Sussiste una responsabilità concorrente della banca, ai sensi dell’art. 2055 c.c., nella mala gestio degli amministratori per aver provocato l’aggravamento del dissesto per richiesta e concessione abusiva di credito (volta a soddisfare un interesse della banca a danno degli altri creditori), mentre non integra una ipotesi di responsabilità concorrente la concessione abusiva del credito in sé, causata da una inadeguata valutazione del rischio creditizio.
Al fine di stabilire se la perdita dell’esercizio abbia eroso il capitale sociale, riducendolo al di sotto di un terzo (con le conseguenze di cui all’art. 2446 c.c.), è necessario considerare la perdita eccedente le riserve esistenti in bilancio.
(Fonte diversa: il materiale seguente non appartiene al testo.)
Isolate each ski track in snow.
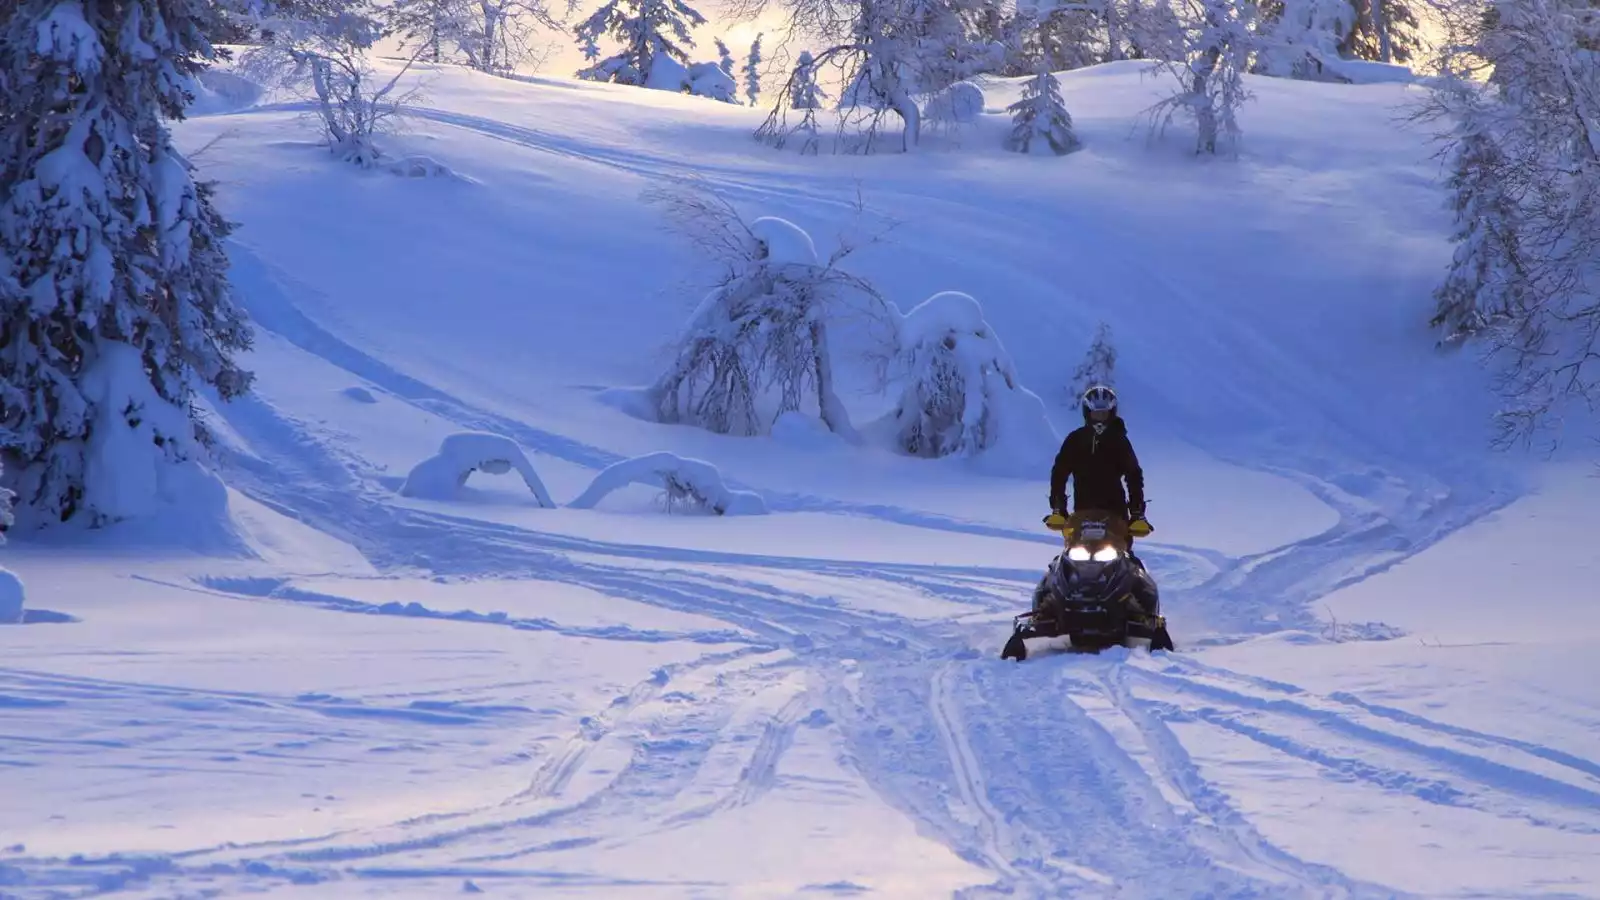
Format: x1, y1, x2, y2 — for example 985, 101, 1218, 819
7, 104, 1586, 899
Nello svolgere tale analisi, è necessario tener conto della c.d. gerarchia delle riserve: dapprima si ricorre alle riserve maggiormente disponibili sino ad arrivare alle riserve meno disponibili: 1) riserve facoltative e straordinarie; 2) riserve statutarie; 3) riserva da rivalutazione; 4) versamento in conto capitale da parte dei soci; 5) riserva legale; 6) capitale sociale.
La fattispecie dell’abuso di maggioranza deve ritenersi riconducibile alla violazione del principio di correttezza desumibile in via generale dall’art. 1175 c.c., operante anche nel settore societario e a cui debbono attenersi i soci. Imponendo la correttezza dell’agire della maggioranza, l’art. 1175 c.c. funge da limite intrinseco al principio maggioritario consentendo di censurare forme distorte di esercizio dei poteri della maggioranza a detrimento della minoranza integranti, appunto, l’abuso di maggioranza.
Tale abuso non consiste, dunque, nel fatto che la delibera adottata dalla maggioranza possa comportare vantaggi per detta maggioranza e/o sacrificio di interessi della minoranza, poiché ciò è connaturato al principio maggioritario stesso. Non è consentito al giudice di operare un sindacato volto a verificare se tra le varie opzioni e interessi sul campo, in relazione ad una delibera adottata a maggioranza, siano preferibili l’opzione e gli interessi perseguiti dalla maggioranza con il suo deliberare, piuttosto che le contrapposte opzioni e interessi della minoranza. Ciò che va verificato, piuttosto, è se il principio maggioritario sia stato piegato sic et simpliciter ad avvantaggiare del tutto ingiustificatamente i soci di maggioranza e ledere altrettanto ingiustificatamente gli interessi del socio di minoranza in violazione del limite interno dato dalla regola della correttezza.